【メソッド3】(???)でインテリアの価値観を向上

 家具・インテリア業界に新たな革命を起こしたいと考える北村さんは、ヨーロッパ家具専門店「リビングハウス サローネ」を作りました。

 「ヨーロッパのブランドだけを取り扱った専門店です。イタリア・ドイツという2カ国は特にインテリアの分野で進歩的です。この2つの国の家具を中心に集めています」と話す北村さん。

家具のワンダーランドを生み出したい

 このビルの特徴は、1階はポップでカラフルな色合いのインテリア、2階は打って変わってシックな色使いで重厚感のあるインテリアが揃うフロアと、それぞれが差異化されています。そして注目は3階。何と表現したらいいでしょうか? ワンダーランドに飛び込んだというか、一見すると普段使いの家のインテリアには向かないような感じさえする斬新なデザインのものばかりがラインアップされています。

 「ドイツの『KARE(カレ)』というインテリアブランドです。1点、2点を差し込んで使うと、お部屋がグッと華やかになってリビングが楽しめますよ!」と話す北村さん。

 確かに、どれもこれも斬新なデザインですが、惹きつけて離さない魅力のある商品がラインナップされています。3年前、パリの展示会で初めてKAREに出あったという北村さんは、その奇抜さに大きな衝撃を受けたそうです。
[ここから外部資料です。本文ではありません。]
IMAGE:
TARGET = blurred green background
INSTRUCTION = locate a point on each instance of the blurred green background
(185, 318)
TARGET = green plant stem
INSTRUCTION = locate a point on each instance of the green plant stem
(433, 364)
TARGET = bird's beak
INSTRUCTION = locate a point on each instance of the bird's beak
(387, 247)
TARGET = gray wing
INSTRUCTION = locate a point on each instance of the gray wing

しかし、あまりにも奇抜すぎるデザインだったので日本人には受け入れがたいだろうと思い、実験的に少しだけ仕入れてみることにしました。ところが、仕入れたらすぐに商品はどんどん売れていったそうです。

世界で250店舗以上展開しているドイツの有名ブランド「KARE」
世界で250店舗以上展開しているドイツの有名ブランド「KARE」

 実はKAREは世界で250店舗以上展開しているという有名ブランド。

 しかし、日本ではほとんど知られておらず、またその前衛的すぎるデザインから日本で販売しようという会社もありませんでした。そこで北村さんは直接交渉し、日本での独占販売権を得ることに成功します。

 2016年9月、大阪梅田のファッションビル「NU茶屋町」に、北村さんはKAREの旗艦店となる巨大店舗をオープンし、ファッションセンスが高い人たちが集まる街で思い切って勝負をかけました。このNU茶屋町は、筆者の会社の近くにあり、通勤の行き帰りに前を通っているのですが、正直、ロゴ見て何のお店か知りませんでした。恥ずかしい限りです。

 ちなみに、この日、テレビ番組の収録が終わり、ゲスト・おのののかさんは、さっそく茶屋町の「KARE」に行ったそうです。その気持ち分かります。筆者も同じでした。お店の商品を見ているだけで、飽きることのない不思議な空間です。結果、この旗艦店は「ここにしかない!」インテリアを求める方々で連日賑わっています。

 そこには北村さんのインテリアに対する思いがありました。
「衣食住という言葉がありますが、日本では『住』の地位が、あまり高くありません。その『住』のプライオリティーを引き上げていきたいんです」

 その差を痛感したのは北村さんが家具業界に入る前に見た「ミラノ・サローネ」という世界最大級の展示会。規模の大きさとおしゃれさ、そしてインテリアがファッションの一部として受け入れられていることに衝撃を受けました。

 そこで、あえて奇抜な「KARE」を日本に導入し、インテリアに対する日本人の価値観をもっと向上させていきたいというのが、北村さんの思いです。

 目を引く海外インテリアと比べて、日本の国産家具メーカーは厳しい環境に置かれているそうです。北村さんは国産家具メーカーの良さも、もっと知ってもらいたいと考えています。

 そこで、メーカーであるナガノインテリアと小売店であるリビングハウスがコラボレーションで、ナガノインテリアの工場の横に連なる出荷場に、体験型インテリアショップ「ウッドランド」を作りました。ここウッドランドでは、子どもが体験できる家具作りのワークショップや、木の家具やおもちゃで遊べるキッズプレィエリア、そして、子どもも楽しめる工場見学を企画しています。

 「西洋のインテリアが進んでいるのは、子どもの時に親と一緒に何度もショップに行っていることがあります。子どもの頃から家具に親しめる環境を作りたかったんです」と、北村さん。

 メーカーと小売店が、タッグを組んでビジネスを展開することは、昔は考えられなかったそうですが、日本の家具メーカーを応援したい、そして何より、子どもの頃から家具に親しんでもらいたい、という熱い思いがこのコラボレーションを実現させました。